Apart from visualizing the results, the mean neighbor preservation of the 30 closest neighbors, in line with the perplexity used in the comparison plots is used to provide a rough quantification of the quality of the result. On the plots, this is labelled as mnp@30. This is not fair on the multiscale t-SNE results because there’s no reason to believe they are focussed on preserving exactly 30 neighbors, so don’t take it too seriously. A metric like the RNX AUC curve used in the multiscale t-SNE paper would probably be better.

Results

The multiscale t-SNE plots are on the left, the standard t-SNE on the right.

iris

s1k

oli

frey

coil20

mnist6k

fashion6k

As expected, the mean neighbor preservation values are slightly lower for multiscale t-SNE, but that’s not very important. Visually, the two sets of images are very similar. This doesn’t surprise me that much given how little an effect perplexity seems to have when you use a scaled PCA initialization.
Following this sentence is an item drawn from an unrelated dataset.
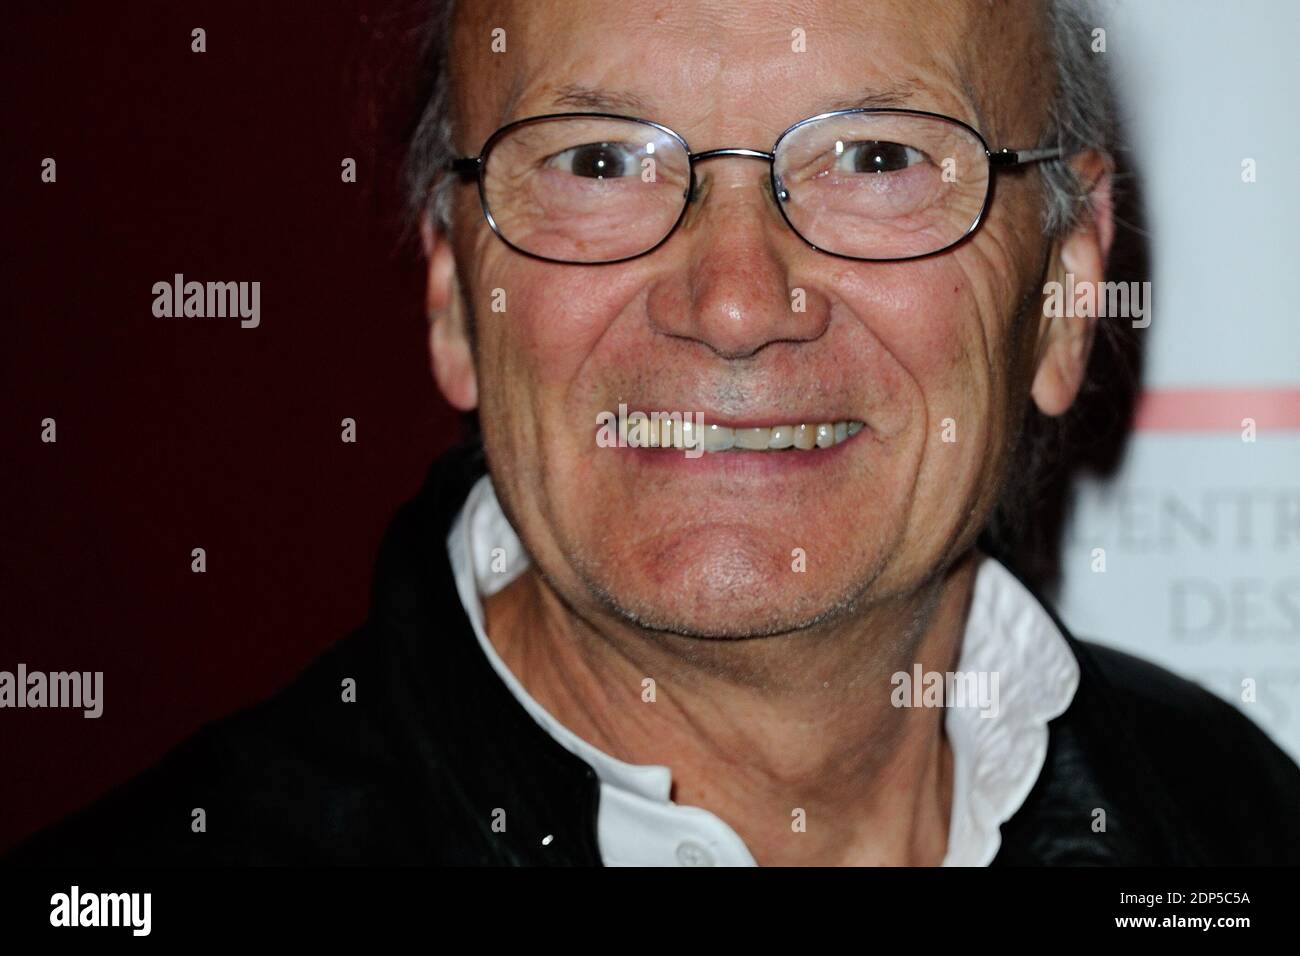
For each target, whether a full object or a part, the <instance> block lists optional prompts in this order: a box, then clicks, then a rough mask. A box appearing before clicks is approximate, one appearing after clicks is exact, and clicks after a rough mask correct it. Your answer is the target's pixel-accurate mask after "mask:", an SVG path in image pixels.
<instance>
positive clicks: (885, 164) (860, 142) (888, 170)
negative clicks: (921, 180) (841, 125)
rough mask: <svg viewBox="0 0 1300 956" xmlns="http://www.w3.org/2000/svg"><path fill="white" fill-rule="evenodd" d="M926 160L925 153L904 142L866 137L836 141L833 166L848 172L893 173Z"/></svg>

Here is the table of effective perplexities for both methods over the datasets examined:

Dataset	multiscale t-SNE	t-SNE perp = 30
iris	24.98	32.45
s1k	32.01	32.44
oli	28.47	31.08
frey	31.57	33.67
coil20	28.27	30.96
mnist6k	33.17	36.53
fashion6k	35.84	36.89

As you can see, while there is a bit of deviation across the dataset, a perplexity of 30 seems in the right ballpark.

Conclusions

For the datasets studied here, I don’t see a big need for multiscale t-SNE, although it doesn’t seem to produce bad results. At least with the default settings in smallvis, it doesn’t produce results wildly different from setting the perplexity to 30, but requires a longer probability calibration time.